MultiChoice launched its Extra Mobile Stream subscriptions for DStv in August 2023 to allow two people to stream on one account simultaneously, providing one watches through the DStv Stream app on a mobile device.

Each DStv account holder can only add one Extra Stream, which can be bolted to the account through the self-service platform on DStv’s website.

Alternatively, account holders can contact DStv via its call centre, social media, or service centre.

Pricing varies based on your package as follows:

  • DStv Premium — R199
  • DStv Compact Plus — R149
  • DStv Compact — R99
  • DStv Family — R79
  • DStv Access — R49

In addition to the extra stream, DStv increased the maximum number of registered devices on an account from four to 10.

The move to offer Extra Stream add-ons comes after DStv limited concurrent streaming to combat password sharing.

In February 2022, the pay-TV broadcaster announced it would restrict streaming to one device at a time.
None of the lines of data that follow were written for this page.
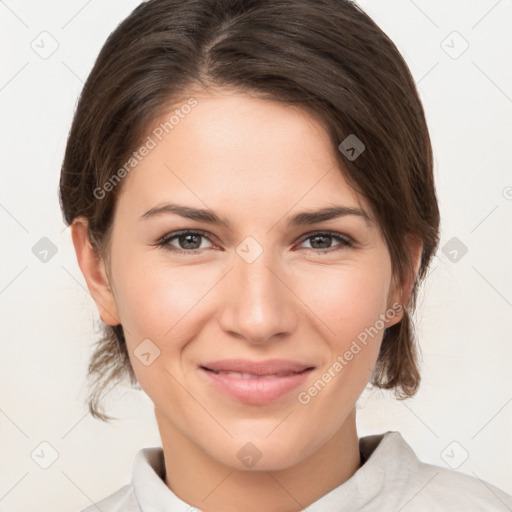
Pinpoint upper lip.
[201,359,313,375]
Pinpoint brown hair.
[60,0,439,421]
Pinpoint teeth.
[212,370,298,379]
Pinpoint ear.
[71,217,121,325]
[385,237,423,327]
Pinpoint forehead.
[115,90,369,226]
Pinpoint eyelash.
[156,230,354,255]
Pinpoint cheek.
[111,255,215,345]
[297,261,391,342]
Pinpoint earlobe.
[71,217,121,325]
[386,238,423,327]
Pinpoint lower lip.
[201,368,312,405]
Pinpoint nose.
[219,244,301,344]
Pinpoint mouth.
[200,366,314,406]
[201,366,313,380]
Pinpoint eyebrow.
[139,203,372,229]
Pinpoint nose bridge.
[222,237,296,342]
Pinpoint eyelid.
[156,229,356,255]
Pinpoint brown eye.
[158,231,213,254]
[302,232,353,253]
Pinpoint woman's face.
[101,90,401,469]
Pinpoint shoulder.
[404,461,512,512]
[79,484,141,512]
[372,432,512,512]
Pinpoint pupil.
[311,235,331,249]
[180,235,201,249]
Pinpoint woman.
[60,0,512,512]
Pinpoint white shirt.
[81,431,512,512]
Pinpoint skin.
[72,89,421,512]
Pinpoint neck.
[155,409,361,512]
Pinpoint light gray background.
[0,0,512,512]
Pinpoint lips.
[202,359,313,379]
[200,359,314,406]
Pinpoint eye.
[301,231,354,254]
[157,230,213,254]
[156,230,354,254]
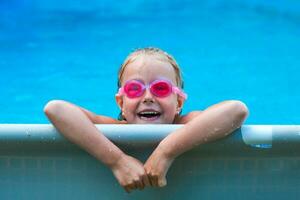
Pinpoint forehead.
[122,55,176,84]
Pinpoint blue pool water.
[0,0,300,124]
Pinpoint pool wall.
[0,124,300,199]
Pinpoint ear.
[177,96,184,111]
[115,94,123,110]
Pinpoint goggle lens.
[150,81,172,97]
[124,82,143,98]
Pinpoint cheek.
[123,98,138,114]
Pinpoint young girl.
[44,48,248,192]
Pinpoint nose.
[143,88,154,103]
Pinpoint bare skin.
[44,53,248,192]
[44,100,149,192]
[44,100,248,192]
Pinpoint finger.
[126,183,136,193]
[142,175,150,186]
[158,178,167,187]
[148,175,154,187]
[124,186,130,193]
[136,180,145,190]
[151,176,158,187]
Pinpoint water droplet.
[214,128,220,132]
[26,131,31,137]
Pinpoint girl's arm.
[44,100,148,192]
[144,101,248,187]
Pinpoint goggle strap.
[172,86,187,99]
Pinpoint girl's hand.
[144,148,174,187]
[111,154,150,193]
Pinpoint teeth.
[139,111,159,115]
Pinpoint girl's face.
[116,55,184,124]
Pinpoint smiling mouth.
[137,111,161,121]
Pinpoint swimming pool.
[0,0,300,124]
[0,0,300,199]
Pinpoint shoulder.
[93,115,127,124]
[174,110,202,124]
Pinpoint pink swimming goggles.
[117,79,187,99]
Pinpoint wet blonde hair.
[118,47,183,88]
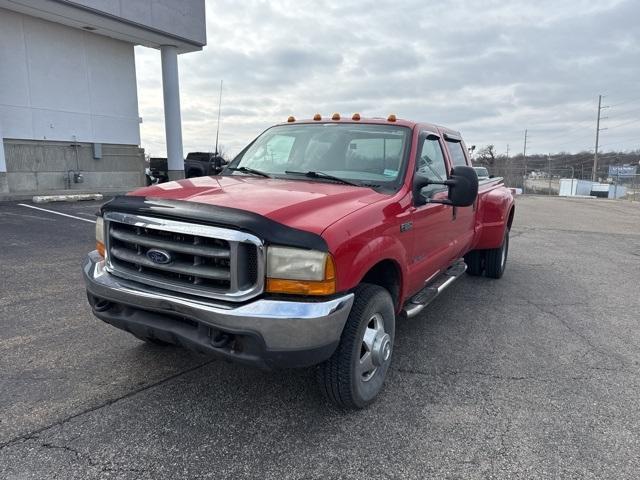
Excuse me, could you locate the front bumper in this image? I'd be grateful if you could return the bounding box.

“We will not limit the number of people using a login, however, we are limiting the number of people who can stream at the same time,” MultiChoice explained.

“Password sharing and piracy are challenges for streaming providers globally.”

“As part of our ongoing efforts to counteract password sharing and piracy, while continuing to bring you the best viewing experience, we will be introducing measures to limit concurrent streaming,” it added.

The company faced backlash from its customers following the announcement, with some threatening to boycott the broadcaster entirely.

Nyiko Shiburi, former MultiChoice South Africa CEO

Despite this, then-MultiChoice South Africa CEO Nyiko Shiburi said the company’s efforts to reduce password sharing on its DStv streaming platform have been a major success.

This was roughly six months after the password crackdown commenced.

He explained that DStv customers sharing passwords with friends and family reduces the revenue that companies like MultiChoice receive.

“This is piracy and hurts the whole industry. When we invest in content, we expect certain returns, and when people share [passwords], we don’t get our money back,” said Shiburi.

“After we limited the number of [concurrent] streams, we have seen an uptick in the take-up of DStv as some of those people who were given passwords [of existing subscribers] came on board.”

MultiChoice’s focus on streaming comes amid substantial declines in subscriber numbers.

Its interim results for the first half of the 2023/24 financial year revealed that the broadcaster lost approximately 486,000 subscribers between September 2022 and September 2023.

By the end of September 2023, DStv’s 90-day active subscribers stood at 8.629 million, compared to the 9.115 million subscribers it had at the same point in 2022.

The company said most of its subscriber losses had come from its decision to end a pricing promotion it launched in 2022 to provide its customers with financial relief amid load-shedding challenges.

As a result, 311,000 non-revenue generating customers on its “Surprise and Delight” package were removed from DStv’s 90-day active subscriber base, accounting for roughly 3% of the total 5% decline.

The other major factor MultiChoice blamed for its subscriber decline was increased load-shedding. MultiChoice Group CEO Calvo Mawela said the company is considering selling solar power products to combat this.